Super funds in rapid transition to ESG

By Sarah Kendell
 — 1 minute read

Investment managers are being asked by major super funds to work towards making their portfolios carbon-neutral by as soon as 30 June this year, according to a boutique fund manager.

Speaking at a recent Pritchitt Bland Communications media lunch, Maple-Brown Abbott chief executive and managing director Sophia Rahmani said the group had been directed by a major super fund client to prepare their portfolio for carbon neutrality by the end of financial year.

“One of our super clients, which I know has happened to lots of super funds, has said by 30 June, we need a plan on how we’re going to transition over the next three years to being carbon neutral,” Ms Rahmani said.

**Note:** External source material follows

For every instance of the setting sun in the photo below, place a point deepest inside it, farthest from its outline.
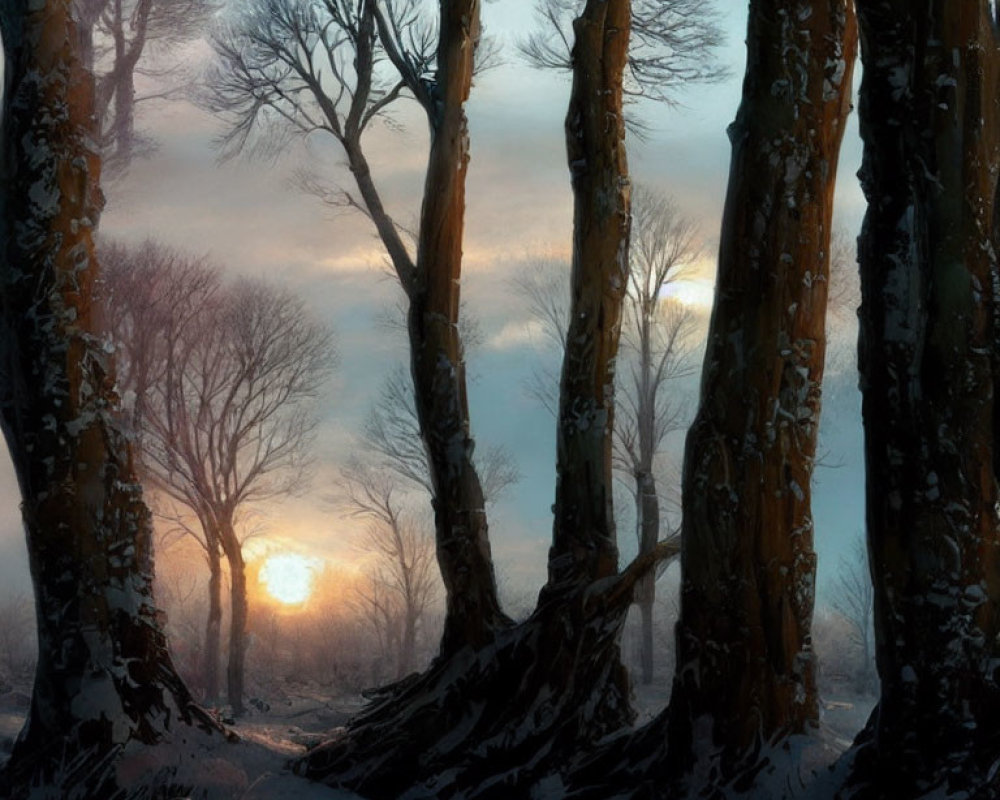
(288, 578)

“They’ve said let’s work through that because we don’t quite know what our board wants us to do. But just like that it’s going to turn into an ESG portfolio, and that’s a board directive from that super fund.”

4D Infrastructure chief investment officer Sarah Shaw agreed that many super funds were rapidly moving towards carbon neutrality across their entire portfolio if they had not done so already.

“You can have stocks that are carbon emitters but they have to be offset by other stocks that are taking carbon out across the portfolio,” Ms Shaw said. 

“Every stock in the portfolio doesn’t have to be carbon neutral, it’s actually at the portfolio level.”

Tribeca Investment Partners lead portfolio manager Jun Bei Liu said funds were also allowing managers to offset carbon-intensive holdings through short exposures, but that managers typically faced pressure to sell down carbon emitters by the end of financial year.

“We think it doesn’t stack up to be invested in [carbon-intensive] businesses so we short them against others where we feel there’s more potential, and for my [super fund] clients who are much more stringent in terms of carbon footprint it helps them to offset other managers who are happy to buy those companies,” Ms Liu said. 

“They normally have an annual financial year end date so they put a lot of pressure on the managers that own those companies to reduce that because they have to report it. They have to do analysis because their members want to see they are conscious with ESG and they are taking steps to improve on some of those measures.”

However Ms Rahmani said while Australian institutions were more flexible around what constituted sustainable investing, new rules implemented in Europe gave a sense of what was to come in terms of the strict protocols around who could call themselves carbon-neutral.

“The European sustainable finance directive regime regulations are pretty big and requiring you to allocate your product to a pot, and you can’t say you’re dark green if you’re not dark green,” Ms Rahmani said.

“We went through a huge process across all our European products to give consistency on what we are and how green we are.”